This piece about an experience that I had in medical school discusses suicide.
I was in the critical care ER yesterday, where the sickest, most acute patients are triaged. There was no shortage of noteworthy cases, but the one that stood out to me the most was that of MC. He was brought in by EMS on a stretcher, screeching and naked save the diaper they’d thrown on, with a gastrostomy tube flopping out of his stomach. The lacerations to his left scalp, arm, and knee indicated that the 68-year-old male had fallen during his apparent overdose attempt. He was tossed into one of the trauma bays so that the Trauma Alert team could look him over. As he thrashed against them, unable to answer questions about his name, location, or the date, there stood on a nearby table a DNR order that he seemed to have framed in glass. I assumed that EMS must have found it next to his body back home.
He resisted us to the best of his disoriented ability, screaming he was cold and wanted to die. Nurses circled around him and poked and prodded to establish IV access. A resident encouraged me to look for intra-abdominal bleeding using an ultrasound probe, and my cold hands began working against him, too. EMS told us that a home nursing aide had found him on the floor next to a scattering of empty pills bottles, mostly opioids, which had been prescribed for pain from the cancer that had ravaged his prostate, penis, and brain. He seemed to have “won,” according to our records, but clearly lost something along the way. MC had crushed his pills, gotten drunk, and then used a syringe to inject them through his gastrostomy tube. It hadn’t worked. Now, here he was, suffering.
When he was carted off to a scan and the assemblage dispersed, I searched our records, wanting to see if I could find some clues that would help me understand how he had ended up here. There were a handful of admissions over the last decade, but no explicit OD attempts (DNR and all), only falls and drunkenness and the persistent denial that he never drank, just this one time… As I went further, skimming through old psychiatry consultation notes, I saw the mention of a wife and a son – who had died just years apart, ’97 and ’99, from the sudden rupture of a brain aneurysm and an unpredictable earthquake in Venezuela. MC had held it together for the two intervening decades, but now here he was, nearly overdosed, at the end of his rope.
He screamed many things when he returned from the scan, but one of them was the name of a doctor.
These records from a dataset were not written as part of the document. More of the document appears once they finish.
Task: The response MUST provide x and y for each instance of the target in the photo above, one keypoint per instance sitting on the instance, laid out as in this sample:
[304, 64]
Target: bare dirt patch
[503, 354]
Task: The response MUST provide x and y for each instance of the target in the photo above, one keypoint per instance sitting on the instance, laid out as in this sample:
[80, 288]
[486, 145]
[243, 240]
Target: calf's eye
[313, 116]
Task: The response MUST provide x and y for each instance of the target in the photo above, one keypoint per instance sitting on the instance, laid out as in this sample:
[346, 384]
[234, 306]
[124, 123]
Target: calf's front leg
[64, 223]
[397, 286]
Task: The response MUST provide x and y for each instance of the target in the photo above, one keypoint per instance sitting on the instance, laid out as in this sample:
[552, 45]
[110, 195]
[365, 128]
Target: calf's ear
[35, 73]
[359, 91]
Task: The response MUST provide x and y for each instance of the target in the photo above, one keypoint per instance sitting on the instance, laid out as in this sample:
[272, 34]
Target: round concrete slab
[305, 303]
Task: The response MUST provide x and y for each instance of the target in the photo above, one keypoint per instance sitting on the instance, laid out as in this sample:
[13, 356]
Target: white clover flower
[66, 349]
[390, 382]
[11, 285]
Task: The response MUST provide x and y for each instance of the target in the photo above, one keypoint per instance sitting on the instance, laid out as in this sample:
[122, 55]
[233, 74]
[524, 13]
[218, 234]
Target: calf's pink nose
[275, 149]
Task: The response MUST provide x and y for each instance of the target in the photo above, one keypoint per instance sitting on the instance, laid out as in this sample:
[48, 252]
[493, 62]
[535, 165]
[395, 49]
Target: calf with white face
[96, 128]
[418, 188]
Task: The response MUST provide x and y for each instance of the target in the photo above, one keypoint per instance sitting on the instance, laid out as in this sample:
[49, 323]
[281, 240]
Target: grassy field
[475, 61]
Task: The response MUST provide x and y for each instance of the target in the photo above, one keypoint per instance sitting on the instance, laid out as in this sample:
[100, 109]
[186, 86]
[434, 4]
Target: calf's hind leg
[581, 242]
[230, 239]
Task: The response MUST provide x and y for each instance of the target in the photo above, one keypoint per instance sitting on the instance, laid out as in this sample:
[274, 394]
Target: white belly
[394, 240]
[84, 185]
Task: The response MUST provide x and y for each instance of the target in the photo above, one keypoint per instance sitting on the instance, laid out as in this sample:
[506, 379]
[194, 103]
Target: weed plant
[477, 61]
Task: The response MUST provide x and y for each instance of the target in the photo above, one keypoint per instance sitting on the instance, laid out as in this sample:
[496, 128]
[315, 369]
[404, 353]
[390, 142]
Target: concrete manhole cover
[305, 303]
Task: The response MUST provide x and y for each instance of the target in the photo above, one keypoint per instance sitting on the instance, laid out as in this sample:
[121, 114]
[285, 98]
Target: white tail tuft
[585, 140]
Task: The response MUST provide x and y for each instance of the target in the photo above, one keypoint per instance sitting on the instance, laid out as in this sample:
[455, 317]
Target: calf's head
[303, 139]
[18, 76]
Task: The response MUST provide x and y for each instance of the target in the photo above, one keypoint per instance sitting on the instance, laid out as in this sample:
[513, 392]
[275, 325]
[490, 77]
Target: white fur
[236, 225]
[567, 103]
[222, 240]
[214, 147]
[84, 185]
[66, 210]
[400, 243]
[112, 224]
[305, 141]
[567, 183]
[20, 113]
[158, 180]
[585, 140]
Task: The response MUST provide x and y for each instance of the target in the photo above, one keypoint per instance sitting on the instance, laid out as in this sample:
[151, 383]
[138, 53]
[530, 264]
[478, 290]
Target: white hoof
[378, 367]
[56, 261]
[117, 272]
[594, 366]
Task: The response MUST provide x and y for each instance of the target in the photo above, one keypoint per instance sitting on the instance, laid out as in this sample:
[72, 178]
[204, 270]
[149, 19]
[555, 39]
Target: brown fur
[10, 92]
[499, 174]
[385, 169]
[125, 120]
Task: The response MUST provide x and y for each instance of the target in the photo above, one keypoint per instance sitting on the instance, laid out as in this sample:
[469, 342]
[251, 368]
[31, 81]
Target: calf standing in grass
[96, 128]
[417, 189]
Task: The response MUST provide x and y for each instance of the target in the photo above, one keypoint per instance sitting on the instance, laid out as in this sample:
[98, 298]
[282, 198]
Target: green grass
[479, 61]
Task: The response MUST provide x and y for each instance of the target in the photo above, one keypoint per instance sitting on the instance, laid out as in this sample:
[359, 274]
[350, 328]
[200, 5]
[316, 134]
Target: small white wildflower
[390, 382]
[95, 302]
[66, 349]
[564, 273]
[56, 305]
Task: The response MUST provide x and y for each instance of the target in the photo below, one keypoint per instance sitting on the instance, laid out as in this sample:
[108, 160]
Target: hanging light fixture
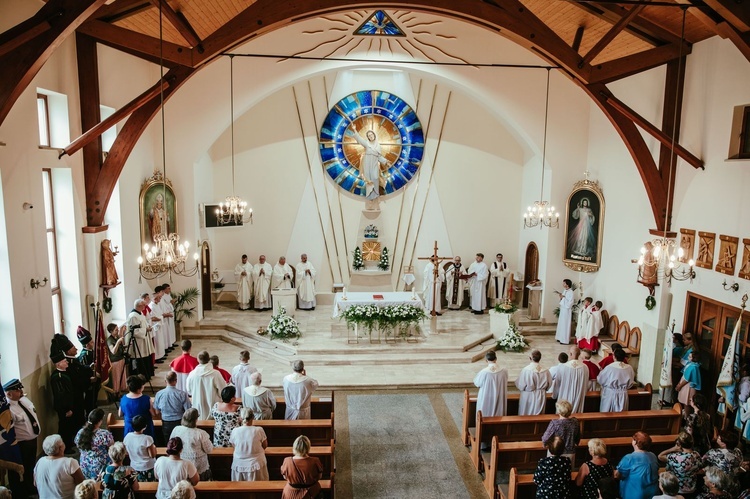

Seeing as no one else seen inclined to call, I found the man online and phoned his office. Within a minute, I was passed from a receptionist to a secretary and then the doctor who had not only prescribed MC the opioids, but also known the man for 20 years (as well as his mother, and his grandmother). He claimed he’d seen MC every 3 to 4 weeks. “Was he drinking?” he asked, “because then this was an attempt. You’d better call Psychiatry…”
Eventually, my shift ended and I left the ER, MC still writhing in a hospital bed somewhere. As I drove home, I thought about how he’d been treated from the second he’d arrived: like a junkie who tried to kill himself. I could not fault the assemblage, who saw this shit everyday, who didn’t have the time to look through old psychiatry notes or call the family doctor – that was a luxury of time that fell to me, the medical student. Of course, there was not much more I could have done for him (still disoriented, screeching), but I still cannot shake the man from the tragedy that had befallen him two decades earlier. Maybe there’d been a happier time – family vacations on the beach, first birthdays and lost teeth, a hope for a future – that had been shattered like a ceramic family plate.
He was not simply a junkie trying to overdose; he’d been a father and a husband; now, here he was, a broken man, suffering, suffering…
I must look to find the dignity in every person, which deserves not only respect, but cherishing. Sometimes, it will be hard. Yet if not me, who will?